Es leben inzwischen sechs Parteien auf der Dauerbaustelle. Einige von ihnen haben dem Nürnberger Projektentwickler bereits gutgläubig den größten Teil des Kaufpreises bezahlt und können daher keinen Druck mehr auf ihn ausüben. Selbst die städtische Bauaufsicht hat mit Auflagen und Fristsetzungen bislang nicht viel erreicht. Als letzte Möglichkeit wird nun eine Nutzungsuntersagung in Erwägung gezogen. Die würde jedoch die Falschen treffen.

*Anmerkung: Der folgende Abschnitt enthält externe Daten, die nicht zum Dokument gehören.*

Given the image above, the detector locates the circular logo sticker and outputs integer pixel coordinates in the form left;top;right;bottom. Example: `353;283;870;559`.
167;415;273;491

Während die Bewohner noch mit den Widrigkeiten eines Rohbaus kämpfen, sehen sie weitere Unannehmlichkeiten auf sich zukommen. Im Internet werden auf dem Dach des ehemaligen Firmengebäudes nämlich zwei Penthäuser mit 130 Quadratmeter Wohnfläche beworben. Der Makler bestätigt auf Anfrage der Fürther Nachrichten, dass das Angebot noch gilt. Baureferent Joachim Krauße wendet jedoch ein, dass nur die Wohnungen im Altbau genehmigt worden seien.

Der Penthausplan wurde zwar bei der Bauverwaltung eingereicht, entschieden habe man aber noch nichts. Durch das marode Eternitdach ist bereits Regenwasser in eine neu ausgebaute Wohnung im ersten Stock eingedrungen. Die Aussicht auf eine weitere Großbaustelle über ihren Köpfen lässt die Bewohner verzweifeln. Ganz abgesehen davon, dass sie beim Einzug dachten, niemand könne mehr über ihren Köpfen herumtrampeln.

In die Auseinandersetzung der Bewohner mit dem Projektentwickler will sich Fürths Baureferent nicht einmischen. Das sei eine zivilrechtliche Angelegenheit. Ein Rechtsanwalt hat den neuen Bewohner allerdings wenig Hoffnung gemacht, die Misere vor Gericht lösen zu können.

Das Areal war einst Standort der erfolgreichen Textilfabrik "Adema - Jean Mandel", deren raffinierte Modeschöpfungen auch im Ausland begehrt waren.